Nokia 9 to pewnego rodzaju odważny eksperyment. Chyba tak można nazwać zastosowanie aż pięciu matryc głównych, które dodatkowo zostały rozmieszczone w taki sposób, że zajmują sporą część tylnej ściany smartfona. Czy ten eksperyment może się przyjąć na rynku? Najnowsze zdjęcia sugerują, że owszem, może.
Do premiery Nokii 9 mamy jeszcze paręnaście dni. Smartfon powinien wypłynąć na szerokie wody 24 lutego, podczas eventu producenta na targach Mobile World Congress w Barcelonie. Jednocześnie o samym smartfonie wiemy całkiem sporo. Wygląd nie jest żadną tajemnicą w zasadzie od kilku dobrych miesięcy. Do serwisów branżowych przeniknęła też spora część specyfikacji technicznej, choć – niestety – nasza wiedza o aparacie głównym nadal jest znikoma.
Sympatycy legendarnej marki mogą dziś jednak mieć swoje małe święto, bowiem do grona mniej lub bardziej prawdopodobnych plotek dołączają właśnie prawdziwe zdjęcia produktu. To dość duże wydarzenie, bowiem wreszcie przechodzimy ze świata wizualizacji do produktu, który ktoś miał w swoich dłoniach i wykonał naprawdę świetną robotę, tworząc poniższy materiał zdjęciowy. Od samego początku, gdy ten projekt był jeszcze w sferze plotek, byłem nieco sceptyczny, jednak poniższe fotki umiejętnie przykuły moją uwagę.
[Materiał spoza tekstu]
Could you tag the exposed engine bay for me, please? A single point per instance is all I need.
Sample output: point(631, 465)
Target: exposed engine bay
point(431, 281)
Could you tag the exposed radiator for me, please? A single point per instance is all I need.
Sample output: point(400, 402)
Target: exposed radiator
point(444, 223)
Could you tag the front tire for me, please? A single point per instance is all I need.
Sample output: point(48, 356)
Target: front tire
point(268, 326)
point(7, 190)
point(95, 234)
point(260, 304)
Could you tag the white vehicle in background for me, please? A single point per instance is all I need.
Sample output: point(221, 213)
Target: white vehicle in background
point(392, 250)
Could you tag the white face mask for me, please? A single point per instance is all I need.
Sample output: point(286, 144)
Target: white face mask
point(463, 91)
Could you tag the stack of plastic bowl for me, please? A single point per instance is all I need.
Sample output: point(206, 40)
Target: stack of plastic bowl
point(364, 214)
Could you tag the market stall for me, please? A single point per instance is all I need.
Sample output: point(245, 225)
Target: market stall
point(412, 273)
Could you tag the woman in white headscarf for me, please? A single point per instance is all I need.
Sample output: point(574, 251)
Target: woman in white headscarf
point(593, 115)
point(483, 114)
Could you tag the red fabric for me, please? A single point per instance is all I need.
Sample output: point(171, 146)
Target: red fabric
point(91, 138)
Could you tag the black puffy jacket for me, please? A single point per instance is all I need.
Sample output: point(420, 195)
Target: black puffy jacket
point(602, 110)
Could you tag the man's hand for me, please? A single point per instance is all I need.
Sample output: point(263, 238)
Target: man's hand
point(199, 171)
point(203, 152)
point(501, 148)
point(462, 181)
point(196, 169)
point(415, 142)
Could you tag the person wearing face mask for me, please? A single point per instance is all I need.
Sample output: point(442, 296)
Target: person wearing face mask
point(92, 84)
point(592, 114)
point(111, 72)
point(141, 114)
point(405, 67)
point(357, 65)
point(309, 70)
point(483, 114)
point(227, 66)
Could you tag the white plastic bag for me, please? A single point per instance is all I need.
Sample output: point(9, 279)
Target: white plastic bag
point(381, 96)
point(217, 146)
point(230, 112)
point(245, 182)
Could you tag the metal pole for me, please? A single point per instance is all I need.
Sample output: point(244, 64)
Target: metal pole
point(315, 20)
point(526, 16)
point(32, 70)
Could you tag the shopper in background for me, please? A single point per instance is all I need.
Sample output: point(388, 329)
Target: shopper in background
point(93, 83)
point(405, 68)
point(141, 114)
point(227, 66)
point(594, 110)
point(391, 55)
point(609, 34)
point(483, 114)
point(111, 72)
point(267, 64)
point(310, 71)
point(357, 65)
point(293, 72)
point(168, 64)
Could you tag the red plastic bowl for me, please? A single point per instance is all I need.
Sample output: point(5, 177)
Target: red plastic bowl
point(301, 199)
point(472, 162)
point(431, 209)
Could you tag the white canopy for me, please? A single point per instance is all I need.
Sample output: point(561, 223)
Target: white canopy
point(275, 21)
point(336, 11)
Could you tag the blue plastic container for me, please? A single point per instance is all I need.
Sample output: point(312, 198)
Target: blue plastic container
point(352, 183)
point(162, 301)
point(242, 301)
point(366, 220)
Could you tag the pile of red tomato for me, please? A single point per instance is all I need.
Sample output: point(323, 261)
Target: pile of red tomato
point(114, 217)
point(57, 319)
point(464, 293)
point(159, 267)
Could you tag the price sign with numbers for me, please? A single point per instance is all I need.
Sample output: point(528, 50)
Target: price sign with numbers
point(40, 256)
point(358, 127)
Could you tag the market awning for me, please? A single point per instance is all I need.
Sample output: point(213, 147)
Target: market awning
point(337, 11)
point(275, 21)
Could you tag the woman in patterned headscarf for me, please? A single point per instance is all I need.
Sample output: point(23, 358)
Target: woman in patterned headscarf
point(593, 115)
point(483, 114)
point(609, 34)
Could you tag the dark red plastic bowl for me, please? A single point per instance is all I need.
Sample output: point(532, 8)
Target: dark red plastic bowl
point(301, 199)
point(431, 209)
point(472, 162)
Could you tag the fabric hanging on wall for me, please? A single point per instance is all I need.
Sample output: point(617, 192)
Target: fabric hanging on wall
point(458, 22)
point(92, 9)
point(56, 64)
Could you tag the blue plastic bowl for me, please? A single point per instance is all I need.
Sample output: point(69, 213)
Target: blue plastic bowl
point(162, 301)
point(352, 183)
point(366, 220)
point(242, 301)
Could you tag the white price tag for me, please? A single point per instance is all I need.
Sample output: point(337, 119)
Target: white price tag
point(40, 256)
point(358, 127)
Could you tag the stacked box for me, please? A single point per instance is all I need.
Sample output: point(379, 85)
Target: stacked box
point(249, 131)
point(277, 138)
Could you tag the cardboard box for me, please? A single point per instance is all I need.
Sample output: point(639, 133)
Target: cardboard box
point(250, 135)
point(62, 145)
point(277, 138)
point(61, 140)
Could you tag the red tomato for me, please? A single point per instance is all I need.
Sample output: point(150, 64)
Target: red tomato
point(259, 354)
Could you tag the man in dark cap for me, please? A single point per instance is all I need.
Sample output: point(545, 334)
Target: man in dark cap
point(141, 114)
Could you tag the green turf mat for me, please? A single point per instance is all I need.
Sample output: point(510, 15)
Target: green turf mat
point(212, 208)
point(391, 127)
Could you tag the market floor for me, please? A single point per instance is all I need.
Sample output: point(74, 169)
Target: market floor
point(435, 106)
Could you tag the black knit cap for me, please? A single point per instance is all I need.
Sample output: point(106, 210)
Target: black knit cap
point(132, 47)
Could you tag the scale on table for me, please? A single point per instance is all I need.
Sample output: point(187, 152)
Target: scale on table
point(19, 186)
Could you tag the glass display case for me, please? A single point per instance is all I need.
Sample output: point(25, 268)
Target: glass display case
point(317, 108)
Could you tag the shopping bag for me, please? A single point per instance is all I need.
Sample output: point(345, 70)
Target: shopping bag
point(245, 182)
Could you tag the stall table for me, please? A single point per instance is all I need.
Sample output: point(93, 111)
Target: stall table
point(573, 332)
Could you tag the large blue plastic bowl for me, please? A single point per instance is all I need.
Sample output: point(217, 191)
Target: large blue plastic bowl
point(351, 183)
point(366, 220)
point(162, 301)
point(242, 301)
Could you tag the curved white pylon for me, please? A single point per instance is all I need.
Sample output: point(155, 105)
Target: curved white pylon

I jak oceniacie projekt? Dla mnie wygląda naprawdę dobrze. Warto też dopowiedzieć w tym miejscu, że smartfon otrzyma sygnaturę Nokia Premium Design, którą świetnie mogą kojarzyć posiadacze smartfonów producenta z linii 7 oraz 8. Przypomnijmy też pokrótce, że mówiąc o Nokii 9 liczymy na 5,99-calowy ekran (18:9, HDR10), 6 lub 8 GB RAM, 128 GB pamięci wbudowanej oraz Snapdragona 845. Główną atrakcją będzie naturalnie penta-aparat główny, jednak – o czym wspominałem już wcześniej – jego specyfikacja nadal stanowi zagadkę. Urządzenie powinno kosztować mniej-więcej 3500 złotych.